I read an earlier very useful post on using the seq.foldl function and decided to (unsuccessfully) prove sum of a list using it:
(declare-const in (Seq Int))
(declare-const i Int)
(declare-const acc Int)
(define-fun sum_seq ((s (Seq Int))) Int
(seq.foldl (lambda ((acc Int) (x Int)) (+ acc x)) 0 s)
)
(assert
(not
(=>
(and (>= i 0) (< i (seq.len in))
(= acc (sum_seq (seq.extract in 0 i) ))
)
(and
(<= i (seq.len in))
(= (+ acc (seq.nth in i))
(sum_seq (seq.extract in 0 (+ 1 i)) ))
)
)
))
z3 got stuck and never returned. Can someone please point out what I did wrong?

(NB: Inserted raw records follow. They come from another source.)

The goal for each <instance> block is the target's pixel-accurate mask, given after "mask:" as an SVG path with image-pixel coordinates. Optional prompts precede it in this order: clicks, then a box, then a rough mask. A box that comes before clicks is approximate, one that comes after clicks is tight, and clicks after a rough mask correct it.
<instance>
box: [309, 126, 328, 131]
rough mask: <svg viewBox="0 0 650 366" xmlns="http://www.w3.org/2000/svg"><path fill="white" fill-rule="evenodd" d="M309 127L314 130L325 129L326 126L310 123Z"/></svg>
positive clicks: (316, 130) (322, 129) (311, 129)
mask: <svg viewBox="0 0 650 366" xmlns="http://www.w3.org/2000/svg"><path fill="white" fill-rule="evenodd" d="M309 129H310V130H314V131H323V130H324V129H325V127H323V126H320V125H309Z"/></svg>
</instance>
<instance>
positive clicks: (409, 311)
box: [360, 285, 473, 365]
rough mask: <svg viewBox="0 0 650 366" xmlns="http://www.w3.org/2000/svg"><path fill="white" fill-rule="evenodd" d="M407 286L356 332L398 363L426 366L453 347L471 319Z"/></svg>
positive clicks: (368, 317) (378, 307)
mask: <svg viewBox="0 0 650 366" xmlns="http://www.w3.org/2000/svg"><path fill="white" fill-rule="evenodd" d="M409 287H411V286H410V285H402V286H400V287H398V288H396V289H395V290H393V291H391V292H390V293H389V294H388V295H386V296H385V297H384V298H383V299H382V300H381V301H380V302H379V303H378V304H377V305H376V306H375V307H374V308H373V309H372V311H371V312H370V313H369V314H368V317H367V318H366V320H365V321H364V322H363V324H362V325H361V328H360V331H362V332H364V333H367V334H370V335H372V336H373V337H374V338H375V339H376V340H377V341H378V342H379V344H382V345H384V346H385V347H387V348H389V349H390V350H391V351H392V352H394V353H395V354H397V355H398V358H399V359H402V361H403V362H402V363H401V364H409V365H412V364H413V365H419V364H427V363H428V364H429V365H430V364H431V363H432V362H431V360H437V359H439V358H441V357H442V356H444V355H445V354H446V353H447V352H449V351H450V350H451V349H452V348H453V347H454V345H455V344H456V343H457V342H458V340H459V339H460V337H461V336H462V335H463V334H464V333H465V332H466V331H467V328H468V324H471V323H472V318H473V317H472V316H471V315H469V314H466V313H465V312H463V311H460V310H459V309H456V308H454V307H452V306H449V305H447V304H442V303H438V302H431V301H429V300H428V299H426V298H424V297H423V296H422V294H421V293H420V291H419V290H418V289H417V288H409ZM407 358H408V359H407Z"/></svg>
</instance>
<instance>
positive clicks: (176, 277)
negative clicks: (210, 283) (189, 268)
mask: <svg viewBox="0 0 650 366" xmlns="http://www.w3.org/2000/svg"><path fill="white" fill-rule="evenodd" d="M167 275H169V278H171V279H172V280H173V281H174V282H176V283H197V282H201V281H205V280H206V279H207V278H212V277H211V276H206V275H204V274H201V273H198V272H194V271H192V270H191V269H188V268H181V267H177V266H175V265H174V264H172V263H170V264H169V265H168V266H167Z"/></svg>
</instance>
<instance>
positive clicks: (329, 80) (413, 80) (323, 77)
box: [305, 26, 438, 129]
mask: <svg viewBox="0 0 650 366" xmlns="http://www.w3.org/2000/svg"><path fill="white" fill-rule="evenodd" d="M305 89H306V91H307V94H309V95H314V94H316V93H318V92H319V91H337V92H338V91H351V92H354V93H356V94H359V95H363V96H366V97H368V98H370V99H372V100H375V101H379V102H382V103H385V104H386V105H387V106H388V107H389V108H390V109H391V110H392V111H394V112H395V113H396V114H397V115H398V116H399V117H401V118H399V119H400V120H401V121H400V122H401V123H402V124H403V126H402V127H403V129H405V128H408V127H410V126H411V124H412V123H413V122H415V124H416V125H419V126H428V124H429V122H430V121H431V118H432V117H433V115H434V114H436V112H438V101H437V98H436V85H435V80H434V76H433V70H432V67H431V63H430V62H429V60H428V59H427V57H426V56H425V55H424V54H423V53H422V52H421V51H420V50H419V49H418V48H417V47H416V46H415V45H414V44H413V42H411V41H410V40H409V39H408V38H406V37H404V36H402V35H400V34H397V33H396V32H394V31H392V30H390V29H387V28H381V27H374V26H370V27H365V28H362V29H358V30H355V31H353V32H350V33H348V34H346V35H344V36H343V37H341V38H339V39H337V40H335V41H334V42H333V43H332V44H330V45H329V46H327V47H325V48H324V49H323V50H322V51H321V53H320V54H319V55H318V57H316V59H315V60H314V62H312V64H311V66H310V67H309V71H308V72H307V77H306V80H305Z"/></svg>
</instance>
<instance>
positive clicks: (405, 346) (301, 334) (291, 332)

You're not doing anything wrong; it's just that neither z3 nor any other current SMT solver is capable of proving such facts out-of-the-box.

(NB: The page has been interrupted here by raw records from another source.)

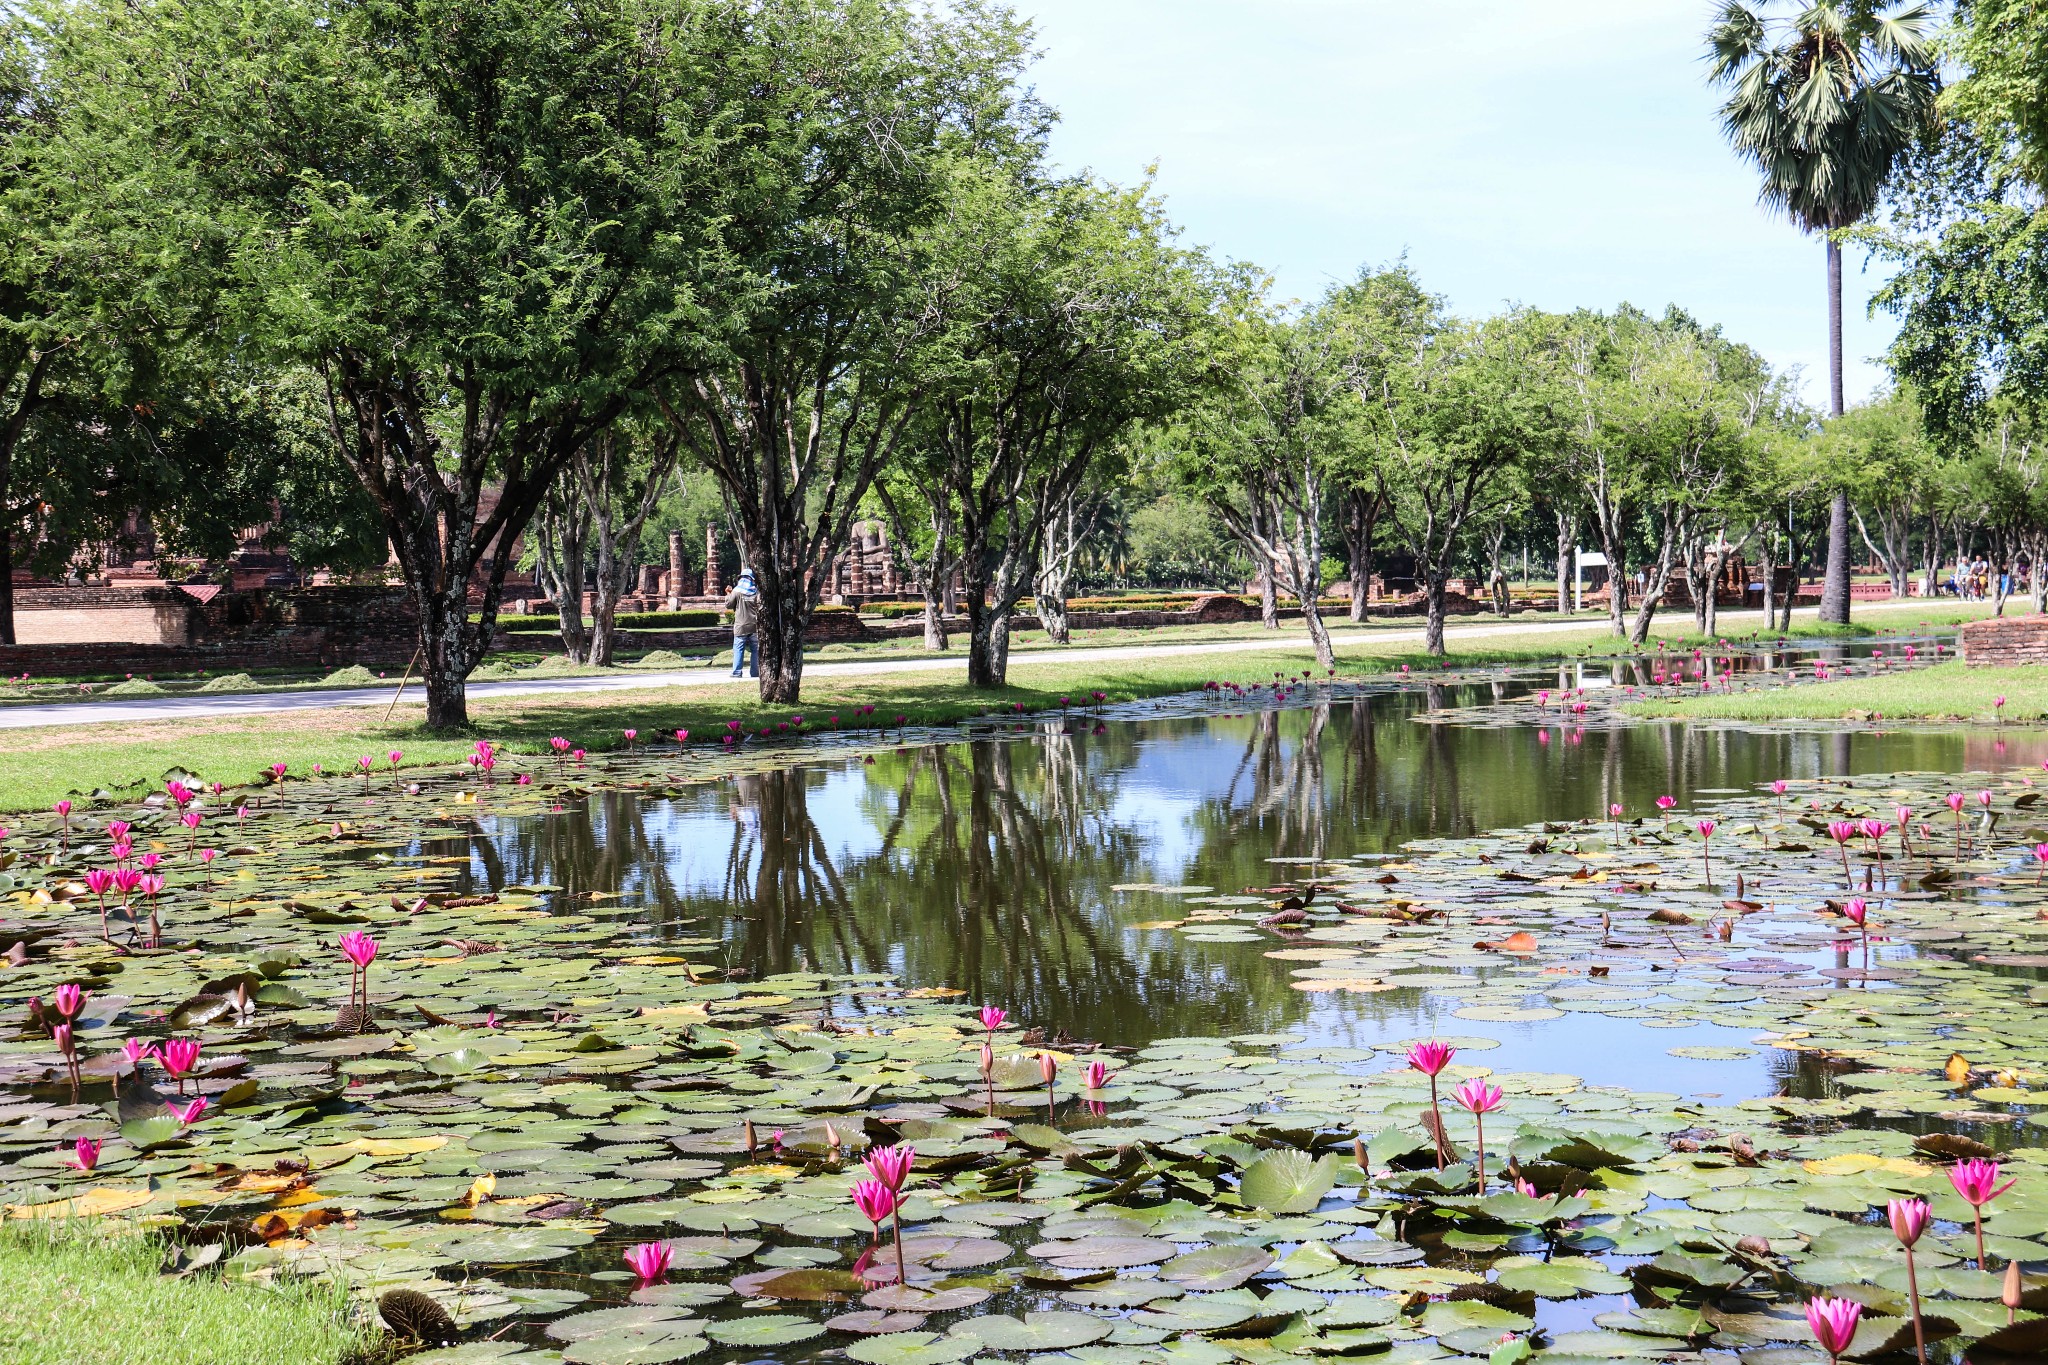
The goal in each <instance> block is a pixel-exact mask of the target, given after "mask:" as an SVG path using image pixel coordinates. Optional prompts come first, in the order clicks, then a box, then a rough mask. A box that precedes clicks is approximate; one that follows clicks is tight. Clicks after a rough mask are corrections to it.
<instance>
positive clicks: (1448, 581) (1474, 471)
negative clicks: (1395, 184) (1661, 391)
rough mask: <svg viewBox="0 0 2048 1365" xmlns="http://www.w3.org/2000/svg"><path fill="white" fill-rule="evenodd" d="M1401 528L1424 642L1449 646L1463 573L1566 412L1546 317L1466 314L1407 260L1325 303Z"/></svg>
mask: <svg viewBox="0 0 2048 1365" xmlns="http://www.w3.org/2000/svg"><path fill="white" fill-rule="evenodd" d="M1321 323H1323V325H1325V327H1329V329H1331V336H1333V356H1335V366H1337V372H1339V375H1341V379H1343V383H1346V387H1348V389H1350V393H1352V399H1354V401H1356V417H1358V424H1360V440H1362V442H1364V444H1366V446H1368V454H1366V456H1362V458H1366V460H1370V469H1372V475H1374V479H1376V481H1378V487H1380V491H1382V495H1384V501H1386V520H1389V524H1391V530H1393V534H1395V538H1399V542H1401V544H1403V546H1405V548H1407V551H1409V555H1413V557H1415V577H1417V581H1419V585H1421V589H1423V647H1425V649H1427V651H1430V653H1432V655H1442V653H1444V612H1446V591H1448V583H1450V575H1452V573H1454V571H1456V569H1458V565H1462V563H1466V561H1470V559H1475V548H1477V540H1475V532H1477V530H1479V528H1481V526H1487V524H1491V522H1495V520H1501V518H1505V516H1507V514H1509V508H1511V503H1513V501H1516V497H1518V495H1522V491H1524V483H1522V479H1520V477H1518V471H1520V469H1522V467H1524V465H1526V463H1536V465H1542V463H1546V460H1554V458H1556V454H1559V450H1561V446H1563V424H1565V420H1567V413H1565V405H1563V401H1561V391H1559V385H1556V379H1554V372H1556V358H1554V342H1552V338H1550V327H1548V325H1546V323H1544V319H1542V317H1540V315H1534V313H1524V311H1516V313H1507V315H1503V317H1493V319H1485V321H1460V319H1452V317H1448V315H1446V313H1444V309H1442V301H1440V299H1436V297H1434V295H1427V293H1425V291H1423V289H1421V284H1419V280H1417V278H1415V274H1413V272H1411V270H1409V268H1407V266H1405V264H1395V266H1389V268H1382V270H1366V272H1362V274H1360V278H1358V280H1356V282H1352V284H1346V287H1341V289H1335V291H1331V295H1329V297H1327V299H1325V301H1323V307H1321Z"/></svg>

seq.foldl captures the recursive nature of folding down a sequence, and whenever you have a recursive definition, any interesting property you want to prove about it will have to use induction. And SMT solvers don't do induction. This is the state-of-art as of 2023, though of course maybe the SMT solvers 10 years from now will prove these without breaking a sweat.

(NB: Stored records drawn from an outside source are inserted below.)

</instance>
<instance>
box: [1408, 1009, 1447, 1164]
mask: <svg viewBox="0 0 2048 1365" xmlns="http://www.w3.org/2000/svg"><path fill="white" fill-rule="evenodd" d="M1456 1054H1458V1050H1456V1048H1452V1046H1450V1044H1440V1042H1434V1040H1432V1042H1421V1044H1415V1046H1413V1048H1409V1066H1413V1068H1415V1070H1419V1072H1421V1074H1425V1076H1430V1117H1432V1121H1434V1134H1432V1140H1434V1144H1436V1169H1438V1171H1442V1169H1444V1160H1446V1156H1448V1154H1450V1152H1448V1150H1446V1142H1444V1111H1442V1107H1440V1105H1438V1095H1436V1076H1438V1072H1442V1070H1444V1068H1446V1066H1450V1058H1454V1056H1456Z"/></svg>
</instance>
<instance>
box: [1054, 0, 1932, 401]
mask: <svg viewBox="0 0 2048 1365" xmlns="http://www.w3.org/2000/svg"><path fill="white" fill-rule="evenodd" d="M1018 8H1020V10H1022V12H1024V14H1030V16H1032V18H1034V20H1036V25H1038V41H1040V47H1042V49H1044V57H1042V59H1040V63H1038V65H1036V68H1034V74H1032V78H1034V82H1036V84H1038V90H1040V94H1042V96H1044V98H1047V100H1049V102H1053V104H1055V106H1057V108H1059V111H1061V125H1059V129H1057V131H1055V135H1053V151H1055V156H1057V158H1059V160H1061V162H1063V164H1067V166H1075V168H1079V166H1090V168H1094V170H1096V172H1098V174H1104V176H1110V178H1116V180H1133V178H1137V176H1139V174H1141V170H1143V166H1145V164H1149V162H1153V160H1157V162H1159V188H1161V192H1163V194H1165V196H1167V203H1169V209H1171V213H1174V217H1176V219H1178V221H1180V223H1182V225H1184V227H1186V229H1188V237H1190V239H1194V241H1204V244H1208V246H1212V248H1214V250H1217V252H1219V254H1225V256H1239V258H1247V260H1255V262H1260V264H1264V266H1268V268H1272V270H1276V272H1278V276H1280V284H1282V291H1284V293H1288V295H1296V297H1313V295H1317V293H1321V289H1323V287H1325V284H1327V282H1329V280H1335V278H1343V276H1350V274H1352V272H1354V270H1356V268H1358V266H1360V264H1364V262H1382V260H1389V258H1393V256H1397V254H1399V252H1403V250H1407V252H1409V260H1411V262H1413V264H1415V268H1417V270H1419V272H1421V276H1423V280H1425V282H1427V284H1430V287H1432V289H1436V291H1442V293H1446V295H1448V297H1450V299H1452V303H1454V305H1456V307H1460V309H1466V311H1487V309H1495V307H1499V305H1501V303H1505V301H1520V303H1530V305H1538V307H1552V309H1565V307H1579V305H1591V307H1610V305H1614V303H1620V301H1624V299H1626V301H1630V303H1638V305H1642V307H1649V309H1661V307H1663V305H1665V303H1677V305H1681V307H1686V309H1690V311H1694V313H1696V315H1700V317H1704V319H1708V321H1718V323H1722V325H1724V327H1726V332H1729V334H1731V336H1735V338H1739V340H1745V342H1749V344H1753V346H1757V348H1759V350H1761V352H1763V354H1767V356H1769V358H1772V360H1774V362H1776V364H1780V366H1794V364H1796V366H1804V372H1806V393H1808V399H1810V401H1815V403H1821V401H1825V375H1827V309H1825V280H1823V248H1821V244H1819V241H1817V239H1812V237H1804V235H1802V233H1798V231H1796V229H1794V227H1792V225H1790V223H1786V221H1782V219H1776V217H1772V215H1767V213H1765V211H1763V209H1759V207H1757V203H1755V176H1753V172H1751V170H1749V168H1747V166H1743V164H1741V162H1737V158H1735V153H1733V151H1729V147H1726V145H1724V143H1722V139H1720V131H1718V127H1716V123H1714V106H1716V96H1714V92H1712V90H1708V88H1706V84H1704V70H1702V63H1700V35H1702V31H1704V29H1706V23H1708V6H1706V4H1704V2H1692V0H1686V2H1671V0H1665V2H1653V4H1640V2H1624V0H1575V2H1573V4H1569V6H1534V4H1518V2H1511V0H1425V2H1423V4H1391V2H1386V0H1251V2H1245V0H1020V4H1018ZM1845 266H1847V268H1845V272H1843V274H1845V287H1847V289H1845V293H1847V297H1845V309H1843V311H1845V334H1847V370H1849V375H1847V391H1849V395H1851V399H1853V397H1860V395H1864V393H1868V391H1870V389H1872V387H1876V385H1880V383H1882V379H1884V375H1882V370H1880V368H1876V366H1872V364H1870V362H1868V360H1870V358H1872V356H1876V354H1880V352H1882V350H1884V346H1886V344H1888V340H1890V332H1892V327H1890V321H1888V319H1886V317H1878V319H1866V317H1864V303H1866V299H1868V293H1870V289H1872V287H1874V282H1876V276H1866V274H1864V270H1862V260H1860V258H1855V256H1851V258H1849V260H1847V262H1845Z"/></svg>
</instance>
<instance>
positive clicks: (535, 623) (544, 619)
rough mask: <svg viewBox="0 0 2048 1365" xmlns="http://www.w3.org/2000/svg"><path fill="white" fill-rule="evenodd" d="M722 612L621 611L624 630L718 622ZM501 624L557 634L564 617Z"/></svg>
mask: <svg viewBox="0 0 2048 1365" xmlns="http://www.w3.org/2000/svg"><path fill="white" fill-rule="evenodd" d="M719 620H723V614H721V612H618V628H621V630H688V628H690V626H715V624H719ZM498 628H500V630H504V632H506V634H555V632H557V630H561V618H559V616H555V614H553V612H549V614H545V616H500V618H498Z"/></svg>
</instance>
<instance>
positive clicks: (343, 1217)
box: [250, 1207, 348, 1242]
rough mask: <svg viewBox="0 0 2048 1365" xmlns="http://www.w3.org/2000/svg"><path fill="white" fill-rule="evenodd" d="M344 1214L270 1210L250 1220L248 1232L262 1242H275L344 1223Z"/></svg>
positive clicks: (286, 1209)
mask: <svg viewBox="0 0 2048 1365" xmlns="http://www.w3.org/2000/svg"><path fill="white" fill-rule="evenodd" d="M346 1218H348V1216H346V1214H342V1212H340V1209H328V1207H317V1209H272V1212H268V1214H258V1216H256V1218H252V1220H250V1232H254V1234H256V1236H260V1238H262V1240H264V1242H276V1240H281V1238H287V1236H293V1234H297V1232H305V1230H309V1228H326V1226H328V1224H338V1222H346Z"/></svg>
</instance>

But if your goal is to prove properties of recursive functions (whether they're defined using fold, or directly using define-fun-rec), you should know that SMT solvers are not very good at such tasks. In practice, one uses a proper theorem prover (such as Isabelle, ACL2, Coq, HOL,.. you name it), which might use an SMT solver to dispatch subgoals. That is, they would set up the inductive proof, and then ask the SMT solver to prove the base case and the inductive step. (They don't have to, of course, but they can.) This is the best use of SMT solvers in these domains. Another example system is Dafny (https://dafny.org) which takes this idea quite far afield, using z3 underneath.
To sum up, SMT solvers (as they stand today) are not good at inductive reasoning. They're better at many other things of course, and many systems employ them to great effect to take advantage of their reasoning power.
Just as a side note, the following is how I'd write your problem, which is more idiomatic:
(define-fun sum_seq ((s (Seq Int))) Int
(seq.foldl (lambda ((acc Int) (x Int)) (+ acc x)) 0 s)
)
(declare-const i Int)
(declare-const in (Seq Int))
(assert (and (>= i 0) (< i (- (seq.len in) 1))))
(define-const uptoi Int (sum_seq (seq.extract in 0 i)))
(define-const uptoip1 Int (sum_seq (seq.extract in 0 (+ 1 i))))
(assert (not (= uptoip1 (+ (seq.nth in i) uptoi))))
(check-sat)
Not that this'll make any difference; the solver will still loop on it.